The strongest marinas earn 40-60% of profit from non-slip revenue. Service yard (boat repair, winterization, maintenance) generates labor-intensive but high-margin revenue. Fuel docks generate volume revenue with thinner margins. Ship store retail, dry storage, boat detailing, and parts sales all contribute. A marina with strong service capabilities and a loyal repair clientele is meaningfully more valuable than a slip-only operation. Buyers should know the revenue breakdown by category and the gross margin by category.
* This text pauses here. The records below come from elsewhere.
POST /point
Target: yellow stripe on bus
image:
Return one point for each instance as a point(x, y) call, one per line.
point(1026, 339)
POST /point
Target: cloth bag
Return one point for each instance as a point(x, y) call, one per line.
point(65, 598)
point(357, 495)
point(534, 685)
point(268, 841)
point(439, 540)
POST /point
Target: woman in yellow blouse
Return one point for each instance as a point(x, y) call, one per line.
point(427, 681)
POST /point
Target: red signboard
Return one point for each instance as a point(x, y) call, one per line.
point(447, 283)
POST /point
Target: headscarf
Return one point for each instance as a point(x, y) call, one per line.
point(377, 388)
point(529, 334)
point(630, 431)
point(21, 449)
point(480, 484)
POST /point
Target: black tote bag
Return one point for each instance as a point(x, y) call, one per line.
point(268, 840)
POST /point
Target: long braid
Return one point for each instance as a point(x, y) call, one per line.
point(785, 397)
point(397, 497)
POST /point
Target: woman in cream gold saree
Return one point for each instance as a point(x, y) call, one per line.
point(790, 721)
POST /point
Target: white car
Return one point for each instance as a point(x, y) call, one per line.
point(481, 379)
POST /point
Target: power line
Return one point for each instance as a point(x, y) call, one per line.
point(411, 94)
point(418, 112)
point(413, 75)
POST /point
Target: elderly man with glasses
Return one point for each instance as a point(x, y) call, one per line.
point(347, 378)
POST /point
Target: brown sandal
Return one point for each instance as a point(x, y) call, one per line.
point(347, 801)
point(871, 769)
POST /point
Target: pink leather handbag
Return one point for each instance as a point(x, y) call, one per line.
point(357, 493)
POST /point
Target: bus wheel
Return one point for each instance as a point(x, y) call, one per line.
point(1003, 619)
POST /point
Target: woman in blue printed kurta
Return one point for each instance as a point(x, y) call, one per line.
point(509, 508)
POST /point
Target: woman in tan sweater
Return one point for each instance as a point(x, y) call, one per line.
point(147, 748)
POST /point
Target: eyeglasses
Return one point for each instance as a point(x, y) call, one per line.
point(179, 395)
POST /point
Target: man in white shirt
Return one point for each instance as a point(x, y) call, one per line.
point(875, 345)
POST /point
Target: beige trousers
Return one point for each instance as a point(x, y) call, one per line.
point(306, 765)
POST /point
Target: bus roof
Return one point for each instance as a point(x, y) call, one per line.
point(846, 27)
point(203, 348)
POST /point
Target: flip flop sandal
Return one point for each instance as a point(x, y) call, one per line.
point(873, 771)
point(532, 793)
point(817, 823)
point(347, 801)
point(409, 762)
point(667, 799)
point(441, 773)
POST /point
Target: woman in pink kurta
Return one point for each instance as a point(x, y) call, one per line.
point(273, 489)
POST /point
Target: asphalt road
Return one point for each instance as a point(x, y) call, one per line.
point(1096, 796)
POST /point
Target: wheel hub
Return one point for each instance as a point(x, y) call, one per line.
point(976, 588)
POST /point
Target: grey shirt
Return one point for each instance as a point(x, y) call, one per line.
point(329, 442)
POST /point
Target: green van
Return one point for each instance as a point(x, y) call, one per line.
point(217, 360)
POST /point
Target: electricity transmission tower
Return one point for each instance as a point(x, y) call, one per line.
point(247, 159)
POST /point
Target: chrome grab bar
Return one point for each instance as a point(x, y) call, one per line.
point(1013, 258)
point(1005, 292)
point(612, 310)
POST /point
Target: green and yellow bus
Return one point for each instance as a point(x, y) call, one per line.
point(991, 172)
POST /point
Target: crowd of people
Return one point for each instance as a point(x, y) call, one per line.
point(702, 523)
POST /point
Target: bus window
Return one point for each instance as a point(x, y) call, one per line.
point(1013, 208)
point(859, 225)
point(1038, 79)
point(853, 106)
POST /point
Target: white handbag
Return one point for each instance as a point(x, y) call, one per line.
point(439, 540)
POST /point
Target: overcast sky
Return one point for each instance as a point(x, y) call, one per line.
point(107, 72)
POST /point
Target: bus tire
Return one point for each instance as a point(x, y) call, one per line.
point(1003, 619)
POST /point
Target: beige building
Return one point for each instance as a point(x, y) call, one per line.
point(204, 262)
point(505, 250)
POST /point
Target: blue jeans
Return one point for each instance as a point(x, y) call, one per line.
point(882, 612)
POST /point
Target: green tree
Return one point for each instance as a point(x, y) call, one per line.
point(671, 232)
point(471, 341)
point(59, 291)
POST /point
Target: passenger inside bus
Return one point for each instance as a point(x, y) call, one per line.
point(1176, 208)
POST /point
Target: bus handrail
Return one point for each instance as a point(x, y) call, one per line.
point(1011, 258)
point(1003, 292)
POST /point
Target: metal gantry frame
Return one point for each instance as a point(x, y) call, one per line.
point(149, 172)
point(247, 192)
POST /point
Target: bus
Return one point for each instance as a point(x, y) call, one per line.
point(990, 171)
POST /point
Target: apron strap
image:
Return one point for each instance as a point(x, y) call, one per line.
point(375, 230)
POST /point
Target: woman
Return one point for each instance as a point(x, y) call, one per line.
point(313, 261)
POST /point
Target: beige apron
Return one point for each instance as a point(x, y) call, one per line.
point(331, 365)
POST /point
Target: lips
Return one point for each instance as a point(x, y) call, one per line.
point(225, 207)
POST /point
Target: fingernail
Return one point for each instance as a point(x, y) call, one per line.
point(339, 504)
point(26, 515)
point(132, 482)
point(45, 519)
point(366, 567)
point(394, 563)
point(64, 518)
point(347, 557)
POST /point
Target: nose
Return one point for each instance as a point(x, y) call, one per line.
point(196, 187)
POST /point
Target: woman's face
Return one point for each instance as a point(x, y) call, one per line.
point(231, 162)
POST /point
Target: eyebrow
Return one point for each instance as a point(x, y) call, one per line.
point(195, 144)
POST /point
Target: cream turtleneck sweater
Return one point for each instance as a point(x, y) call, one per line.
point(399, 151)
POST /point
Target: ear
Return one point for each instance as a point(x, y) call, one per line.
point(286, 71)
Wet slip vs dry stack changes the economics

Dry stack storage, where boats are forklifted into multi-level rack storage and launched on demand, has different unit economics than wet slips. Dry stack operations require capital-intensive infrastructure like lift system and covered storage building but support higher slip counts per acre and lower environmental footprint. Wet slips require less initial capital but more dock maintenance and environmental compliance. Hybrid marinas with both formats can serve different boat sizes and customer segments. The economics, capex profile, and operating model differ meaningfully between the two formats.

Environmental and regulatory complexity is substantial

Marinas operate under federal, state, and local environmental regulations covering fuel storage, sewage pump-out, stormwater, dredging, and ESA-listed species. Compliance costs are significant and tightening. Buyers should request environmental audits from the past 5-10 years, any pending or threatened enforcement actions, the status of underground storage tanks (USTs), and the Clean Vessel Act program compliance. A marina with deferred environmental obligations can become a buyer's liability quickly. Phase I and Phase II environmental site assessments are commonly required.

Insurance has tightened materially

Marina insurance has become harder to obtain and more expensive over the past 5 years, especially in hurricane-exposed regions. Some Florida and Gulf Coast marinas have lost coverage entirely or face premiums that materially affect profitability. Buyers should confirm insurance coverage in place, premium history (5 years), and any non-renewal notices. A marina that's uninsurable is a deal-stopping problem regardless of cash flow.

Frequently Asked Questions

Answers to common buyer questions for this market.

Marina prices vary dramatically by location, slip count, and infrastructure. Small inland marinas can be acquired for $500K-$2M; mid-sized coastal marinas typically run $5M-$25M; major coastal marinas with service yards and significant infrastructure can exceed $50M. The real estate component often dominates total value.